The same matrix decompositions, the same softmax, the same inner products that we developed in §§2.1–2.10 all reappear here, now wearing a budget of finite precision. Numerical stability governs how mixed-precision training is set up, how large language models are served at inference time, how iterative solvers converge in numerical methods, and how a careless piece of code can quietly throw away half its accuracy without telling you. The defensive techniques are few and well understood; the rest is discipline.

Symbols Used Here

$\epsilon_{\text{mach}}$machine epsilon (smallest representable difference from 1)

$\kappa(\mathbf{A})$condition number, $\kappa = \sigma_{\max}/\sigma_{\min}$

$\text{fl}(x)$floating-point representation of real $x$

Floating-point basics

Computers cannot store real numbers. They can only store rational numbers with a fixed budget of bits, and the IEEE 754 standard specifies how that budget is spent. A floating-point number is written as

$$x = (-1)^{s} \cdot m \cdot 2^{e}$$

where $s$ is a single sign bit, $m$ is a mantissa (also called the significand), and $e$ is a signed exponent. The mantissa carries the digits of the number; the exponent shifts the decimal point. Larger mantissa, more precision; larger exponent field, larger range. The various floating-point formats are simply different ways to slice up a fixed total of bits between these three parts.
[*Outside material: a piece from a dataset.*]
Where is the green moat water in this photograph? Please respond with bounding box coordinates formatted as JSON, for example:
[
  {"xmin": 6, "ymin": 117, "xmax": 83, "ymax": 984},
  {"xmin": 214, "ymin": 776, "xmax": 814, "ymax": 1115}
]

Four formats matter for modern machine learning:

fp32 (single precision): 1 sign bit, 8 exponent bits, 23 mantissa bits, 32 bits total. Machine epsilon $\epsilon_{\text{mach}} \approx 1.2 \times 10^{-7}$, which is about seven decimal digits of precision. Range from roughly $10^{-38}$ to $10^{38}$. The historical default for scientific computing and the safe fallback throughout deep learning.
fp16 (half precision): 1 sign, 5 exponent, 10 mantissa, 16 bits total. $\epsilon_{\text{mach}} \approx 10^{-3}$, about three decimal digits. Range only $10^{-5}$ to $6.5 \times 10^{4}$, which is dangerously narrow, gradients in a deep network can underflow to zero or overflow to infinity if you are not careful.
bf16 (brain floating-point, popularised by Google's TPUs): 1 sign, 8 exponent, 7 mantissa, 16 bits total. The same exponent width as fp32, so the same enormous dynamic range, paid for with even less precision than fp16 (about two to three decimal digits). The dominant choice on modern GPUs because gradients almost never overflow.
fp64 (double precision): 1 sign, 11 exponent, 52 mantissa, 64 bits total. About 16 decimal digits, range $10^{\pm 308}$. Twice the memory and bandwidth cost of fp32; rare in deep learning but the default in scientific computing and statistical software.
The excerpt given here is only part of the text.